New guidance from the Finance for Biodiversity (F4B) initiative encourages institutional investors to give equal weight to climate and nature-related factors in their portfolio assessments and reporting.
F4B launched its net zero transition framework to help asset owners and other financial institutions adopt a fully integrated approach to climate and nature risks and impacts.
The framework builds on existing climate reporting guidelines, like the Task Force on Climate-related Financial Disclosure (TCFD), to demonstrate how nature-based factors can be incorporated. It covers five components: concepts and language, transmission channels from risk to value, approach to uncertainty, climate-nature interaction efforts, and aggregation. Integration will reduce “mispricing risks and opportunities” and help to drive financial performance, F4B said.
“The climate and nature systems are deeply interconnected. One cannot accurately assess climate-related risks without considering nature. Equally, one cannot accurately assess nature-related risks without considering climate,” the report added.
A number of nature-related issues caused by climate change – such as desertification and ocean acidification – were recently highlighted in the latest report by the Intergovernmental Panel on Climate Change (IPCC).
“We know investors are going to want assessment and reporting solutions at the climate-nature nexus in the future,” Simon Zadek, F4B Chair, told ESG Investor. “We didn’t want to sit on our hands, but are instead looking to get that discussion started now.”
Corporate use of voluntary carbon markets (VCMs) to offset carbon emissions is an example of the need to measure climate and nature-related risks in tandem, said Zadek.
“The quality and effectiveness of purchased carbon credits depends on the credibility and sustainability of the nature-related projects producing those credits,” he noted.
The F4B framework has been designed for financial institutions, but it can also be adopted by corporates looking to disclose a broader range of environmental risks and impacts.
Zadek said updates and amendments will be made to the framework according to users’ experience and feedback.
The new framework follows a 2021 F4B report which outlined how climate-nature interactions will determine the attractiveness of prospective investments in the future.
The F4B initiative was established in October 2019 to increase the materiality of biodiversity in financial decision-making and better align global finance with nature conservation and restoration.
Complementary to TNFD
The F4B framework has been developed to complement the Task Force on Nature-related Financial Disclosure’s (TNFD) upcoming guidance, Zadek said.
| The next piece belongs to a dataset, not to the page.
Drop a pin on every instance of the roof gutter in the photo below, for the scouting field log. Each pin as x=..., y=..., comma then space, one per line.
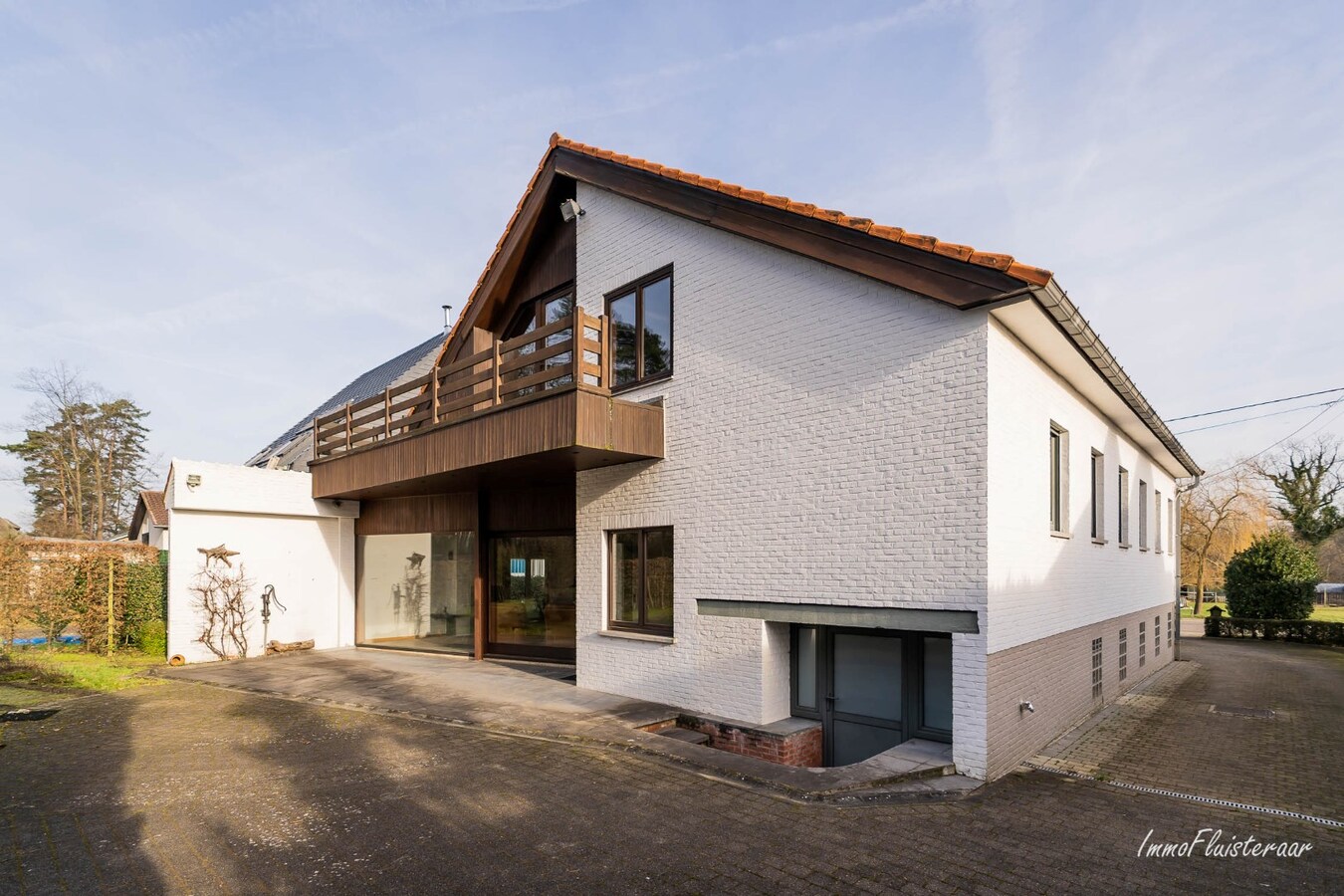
x=1056, y=304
TNFD’s draft framework is expected to be published next week.
“The F4B framework is intended as a contribution to TNFD’s next phase of work, which will look at scenarios and transition pathways, as well as the links between nature and climate,” Zadek noted.
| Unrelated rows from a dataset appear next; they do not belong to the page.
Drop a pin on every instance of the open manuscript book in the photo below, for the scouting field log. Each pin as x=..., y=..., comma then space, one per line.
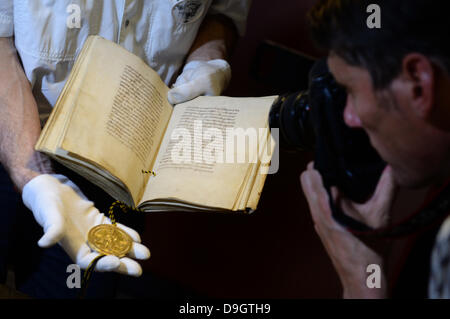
x=112, y=120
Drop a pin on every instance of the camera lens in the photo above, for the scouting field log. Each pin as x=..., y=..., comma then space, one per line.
x=290, y=113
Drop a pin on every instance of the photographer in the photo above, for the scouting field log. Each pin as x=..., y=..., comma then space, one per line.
x=398, y=90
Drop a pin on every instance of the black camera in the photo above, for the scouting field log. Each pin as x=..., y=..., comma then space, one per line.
x=312, y=120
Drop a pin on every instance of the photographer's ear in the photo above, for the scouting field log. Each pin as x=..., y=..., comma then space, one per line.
x=417, y=84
Mirroring the TCFD’s four pillars for reporting and aligning with the United Nations Convention on Biodiversity’s (CBD) draft Global Biodiversity Framework (GBF), it is expected that TNFD recommendations will be incorporated into the disclosure standards of existing sustainability standards bodies and written into national law by governments.
More than 1,000 companies globally, with revenues of US$4.7 trillion, have called on governments to adopt policies to reverse nature loss.
In a separate statement, ten of the world’s largest accountancy institutes recently committed to six key actions, including understanding how their organisations and clients impact and rely on nature, and providing sound advice and services that have a positive effect on nature.
Alongside co-constructing the EU sustainability reporting standards (ESRSs), the European Financial Reporting Advisory Group (EFRAG) and sustainable disclosure body the Global Reporting Initiative (GRI) are further collaborating on the development of biodiversity standards. EFRAG is expected to submit a draft to the European Commission (EC) by June.
The United Nations Environment Programme Finance Initiative (UNEP FI) has also recently launched a science-based toolkit to help banks, insurers and investors align their decision-making with supporting ocean health. It addresses issues concerning solid waste pollution and coastal infrastructure projects.
“Biodiversity is increasingly on the agendas of financial institutions, not only for its contribution to climate change mitigation and adaption, but because it underpins all economic activities and human wellbeing,” said Jan Erik Saugestad, CEO at Storebrand Asset Management.
“There is an urgent need to approach the transition to both a net-zero and nature positive world in an integrated way. Failure to do this will mean the financial sector mispricing risks and opportunities, and incorrectly valuing assets.”